Tests complémentaires
"Hémogramme complet : hémogramme complet ; biochimie avec fonction rénale et hépatique, ions, lactate déshydrogénase, gonadotrophine chorionique humaine (bêtaHCG), alpha-fœtoprotéine (aFP) et antigène prostatique spécifique dans les limites de la normale.
"Échographie du testicule droit : aucun résultat pathologique.
"CT TAP et tomographie par émission de positons (PET) : multiples métastases osseuses, ganglions lymphatiques supra et infradiaphragmatiques, métastases pulmonaires bilatérales, des tissus mous, rénales et surrénaliennes gauches, sans qu'il soit possible d'identifier une tumeur primaire.
"Anatomie pathologique de la BAG de la lésion rénale gauche : probable tumeur neuroendocrine (TNE) de primitif inconnu versus (vs.) récidive tumorale d'un sarcome testiculaire avec un Ki-67 : 30-40 %.

Diagnostic
Tumeur maligne à cellules rondes indifférenciées inclassable stade (E) IV vs NST de primitif inconnu E IV vs récidive de sarcome testiculaire stade IV.

Traitement
Il a été décidé de commencer une chimiothérapie à base de cisplatine (90 mg/m2 le jour 1) et d'étoposide (150 mg/m2 les jours 1 à 3) par voie intraveineuse tous les 21 jours, avec une bonne tolérance.

Évolution
Après le troisième cycle de chimiothérapie, bien toléré, un scanner TAP de contrôle a été réalisé qui a montré une maladie stable, avec une progression probable au niveau abdominal.
Un test génétique (CUPRINT) a été demandé, qui n'a pas été concluant.
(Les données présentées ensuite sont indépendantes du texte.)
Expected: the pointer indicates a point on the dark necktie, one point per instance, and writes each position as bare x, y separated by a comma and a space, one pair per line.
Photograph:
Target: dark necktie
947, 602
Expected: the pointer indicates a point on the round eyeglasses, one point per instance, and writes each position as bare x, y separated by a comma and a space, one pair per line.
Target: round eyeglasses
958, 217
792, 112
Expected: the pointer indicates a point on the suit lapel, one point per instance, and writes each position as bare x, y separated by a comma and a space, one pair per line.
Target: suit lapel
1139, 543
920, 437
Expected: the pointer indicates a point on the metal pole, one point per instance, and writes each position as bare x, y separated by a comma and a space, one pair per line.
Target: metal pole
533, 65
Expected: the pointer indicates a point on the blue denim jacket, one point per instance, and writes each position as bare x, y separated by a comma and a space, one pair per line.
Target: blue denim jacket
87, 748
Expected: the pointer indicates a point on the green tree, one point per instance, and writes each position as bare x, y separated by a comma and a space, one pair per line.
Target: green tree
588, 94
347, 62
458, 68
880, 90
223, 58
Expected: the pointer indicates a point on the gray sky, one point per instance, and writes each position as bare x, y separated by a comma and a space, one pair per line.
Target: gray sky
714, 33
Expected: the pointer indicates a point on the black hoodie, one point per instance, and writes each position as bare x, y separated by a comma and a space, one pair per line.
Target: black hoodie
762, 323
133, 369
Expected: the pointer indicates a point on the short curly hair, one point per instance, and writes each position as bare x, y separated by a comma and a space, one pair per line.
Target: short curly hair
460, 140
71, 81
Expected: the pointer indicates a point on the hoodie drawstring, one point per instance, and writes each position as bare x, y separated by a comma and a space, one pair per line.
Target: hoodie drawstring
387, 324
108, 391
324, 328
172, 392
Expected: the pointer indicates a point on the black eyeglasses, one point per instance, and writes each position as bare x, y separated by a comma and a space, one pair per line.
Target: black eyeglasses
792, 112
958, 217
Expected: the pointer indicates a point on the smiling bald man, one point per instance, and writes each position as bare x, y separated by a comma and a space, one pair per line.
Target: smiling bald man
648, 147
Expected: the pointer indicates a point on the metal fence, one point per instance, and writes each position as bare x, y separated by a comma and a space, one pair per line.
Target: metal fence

Devant le doute diagnostique d'un probable sarcome, il a été décidé de débuter un traitement par chimiothérapie selon le schéma VAC (vincristine 1,5 mg/m2 ; actinomycine D 1,5 mg/m2 ; cyclophosphamide 1 200 mg/m2) tous les 21 jours, avec une bonne tolérance à l'exception d'une asthénie de grade 2.
Après le troisième cycle de traitement, l'imagerie de contrôle par tomodensitométrie (CT TAP) a montré une stabilisation de la maladie. Cependant, une masse solide indurée de 0,5 cm de diamètre est apparue sur le cuir chevelu, indurée, non douloureuse. Une biopsie de la lésion a été réalisée, avec des résultats anatomopathologiques compatibles avec une TNE, et il a donc été décidé de reprendre le traitement par chimiothérapie avec un schéma cisplatine-étoposide tous les 21 jours.
Au début, la patiente présentait un PS de 1 et, après le premier cycle, une toxicité hématologique avec anémie et leucopénie de grade 3 et thrombocytopénie soutenue de grade 3-4 qui, après l'étude hématologique, a été diagnostiquée comme toxique-immune, de sorte qu'un traitement par immunoglobulines a été commencé, permettant de stabiliser les niveaux de plaquettes jusqu'à une thrombocytopénie de grade 1. Cependant, en moins de 48 heures, le patient a développé une large lésion palpébrale gauche qui, après biopsie, a été anatomopathologiquement décrite comme non compatible avec une TNE : tumeur corticosurrénalienne probable.
Patient avec un PS de 2 à ce moment-là, nouvelle ligne de traitement basée sur l'adriamycine à doses métronomiques (20 mg/m2) hebdomadaires ; cependant, le patient a commencé une détérioration clinique rapide et progressive jusqu'à son décès en avril 2016.